Indeed, the Court is not limited to the inherent power proviso of Section 105(a), to sua sponte dismiss a Chapter 11 case, or to the criteria set forth in Section 1112(b). See: In re Saint Matthew Lutheran Church of Irvine, California, 6 B.C.D. 578 (Bkrtcy., C.D.California 1980); In re Fast Food Properties, Ltd., 5 B.R. 539, 2 C.B.C.2d 1159 (Bkrtcy., C.D.California 1980).

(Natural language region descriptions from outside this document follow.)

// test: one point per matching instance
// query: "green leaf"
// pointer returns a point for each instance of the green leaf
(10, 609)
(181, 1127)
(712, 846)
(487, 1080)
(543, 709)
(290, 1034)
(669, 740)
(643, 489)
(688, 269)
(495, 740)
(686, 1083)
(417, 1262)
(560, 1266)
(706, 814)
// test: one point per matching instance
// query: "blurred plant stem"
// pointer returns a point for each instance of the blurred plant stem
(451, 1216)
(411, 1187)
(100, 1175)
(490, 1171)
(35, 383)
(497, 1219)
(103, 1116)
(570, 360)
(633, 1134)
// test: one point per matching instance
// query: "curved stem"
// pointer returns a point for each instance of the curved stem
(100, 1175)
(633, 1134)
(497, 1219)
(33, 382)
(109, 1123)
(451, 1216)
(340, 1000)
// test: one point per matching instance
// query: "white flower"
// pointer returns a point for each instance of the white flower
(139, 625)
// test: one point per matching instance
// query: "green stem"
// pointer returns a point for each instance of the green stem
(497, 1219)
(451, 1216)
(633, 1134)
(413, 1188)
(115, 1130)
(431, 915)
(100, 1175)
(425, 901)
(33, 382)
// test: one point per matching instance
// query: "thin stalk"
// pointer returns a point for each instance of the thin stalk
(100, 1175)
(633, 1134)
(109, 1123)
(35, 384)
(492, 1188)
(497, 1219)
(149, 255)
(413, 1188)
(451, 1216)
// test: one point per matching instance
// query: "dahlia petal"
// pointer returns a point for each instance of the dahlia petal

Section 305(a) provides that the Court may dismiss a case under the Bankruptcy Code at any time if the interests of creditors and the debtor would be better served by such dismissal. 11 U.S.C. Section 305(a); H.R.Rep.95-595, 95th Congr., 1st Sess. at p. 325 (1977); S.Rep.95-989, 95th Congr., 2nd Sess. at p. 35 (1978).
As was stated in the Matter of Fast Food Properties, Ltd., supra, 5 B.R. 539, 2 C.B.C.2d at p. 1160:
Under the Bankruptcy Act of 1898, the bankruptcy court, without express statutory authority, dismissed bankruptcy cases which were filed improperly or for an improper purpose . . . It would appear then that a court of bankruptcy has always had the inherent power to dismiss a case which imposed upon its jurisdiction. The whole thrust of the Bankruptcy Reform Act of 1978 is to expand the jurisdiction of the bankruptcy court, not to restrict it. It follows that 11 U.S.C. Section 305 does not restrict my power to dismiss, but rather enlarges it.
Premised on the foregoing precepts of law and the findings of fact enunciated, the Court concludes that it has the inherent power to sua sponte dismiss the debtor's Chapter 11 petition pursuant to Sections *646 105, 305 and 1112(b) of the Bankruptcy Code.